The field of Singing Voice Synthesis (SVS) has seen significant advancements in recent years due to the rapid progress of diffusion-based approaches. However, capturing vocal style, genre-specific pitch inflections, and language-dependent characteristics remains challenging, particularly in low-resource scenarios. To address this, we propose LAPS-Diff, a diffusion model integrated with language-aware embeddings and a vocal-style guided learning mechanism, specifically designed for Bollywood Hindi singing style. We curate a Hindi SVS dataset and leverage pre-trained language models to extract word and phone-level embeddings for an enriched lyrics representation. Additionally, we incorporated a style encoder and a pitch extraction model to compute style and pitch losses, capturing features essential to the naturalness and expressiveness of the synthesized singing, particularly in terms of vocal style and pitch variations. Furthermore, we utilize MERT and IndicWav2Vec models to extract musical and contextual embeddings, serving as conditional priors to refine the acoustic feature generation process further.

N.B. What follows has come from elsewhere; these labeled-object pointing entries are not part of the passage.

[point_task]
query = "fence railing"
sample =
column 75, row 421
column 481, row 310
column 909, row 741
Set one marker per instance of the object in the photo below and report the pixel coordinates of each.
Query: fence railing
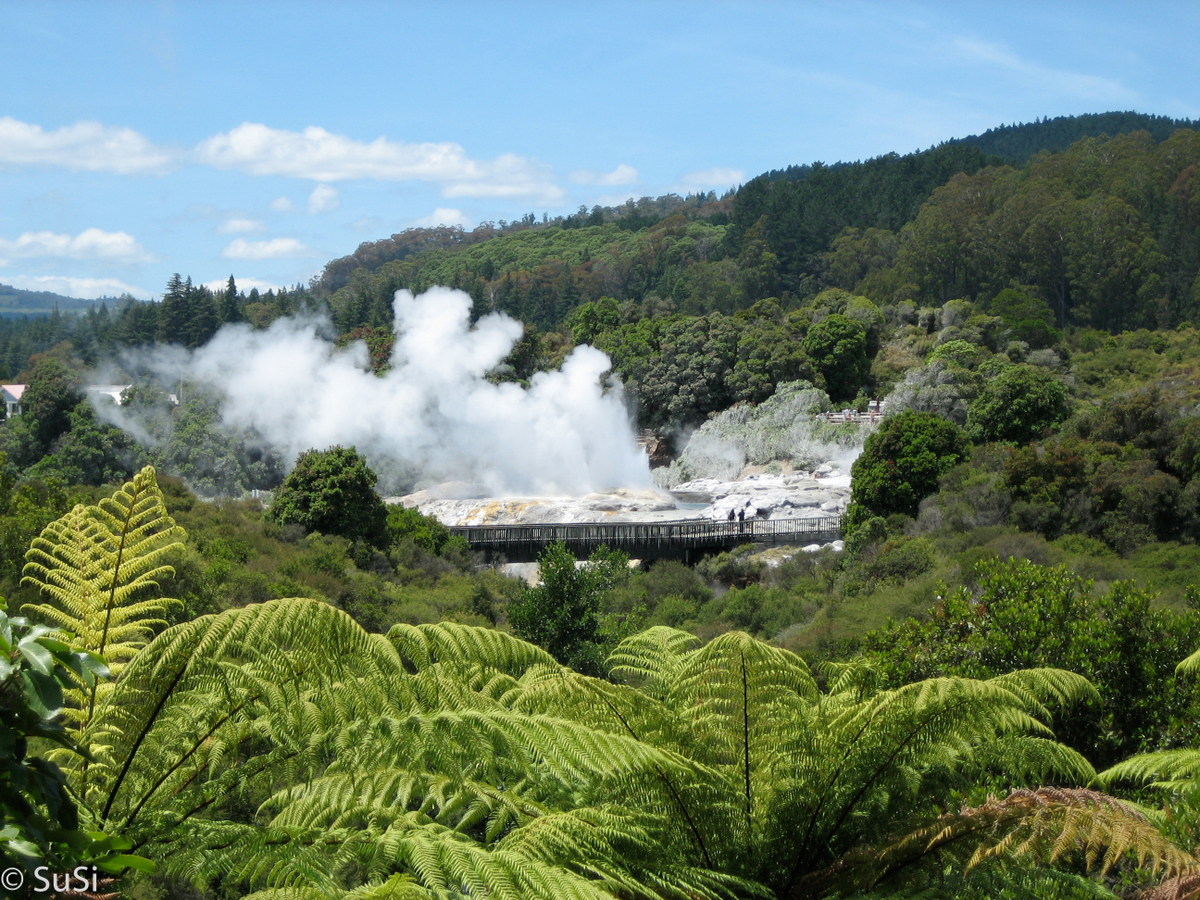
column 642, row 539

Based on objective and subjective evaluations, we demonstrate that LAPS-Diff significantly improves the quality of the generated samples compared to the considered state-of-the-art (SOTA) model for our constrained dataset that is typical of the low resource scenario.

Paper Structure

This paper contains 18 sections, 5 equations, 5 figures, 3 tables, 1 algorithm.

Figures (5)

  • Figure 1: Waveform, pitch track and music score for a song segment from our dataset.
  • Figure 2: Schematic overview of the proposed LAPS-Diff model, including training and inference stages. The components enclosed within the red-dashed boxes represent the specific enhancements of this work over the DiffSinger framework.
  • Figure 3: PCA visualization of content embeddings extracted using IndicWav2Vec from ground truth, DiffSinger, and LAPS-Diff outputs, illustrating content-level similarity. Here, each color represents a unique audio segment.
  • Figure 4: Visualization of the F0 contour comparing ground truth with synthesized outputs from DiffSinger and LAPS-Diff, all with reference to the MIDI score. The vertical axis shows frequency (Hz), and the horizontal axis represents time (seconds). Top row contains a sample with faster singing rate, and bottom shows a sample with slower singing rate.
  • Figure 5: Mel spectrograms comparing ground truth with synthesized outputs from DiffSinger and LAPS-Diff. Top row contains a sample with faster singing rate, whereas the bottom row features a sample with slower singing rate.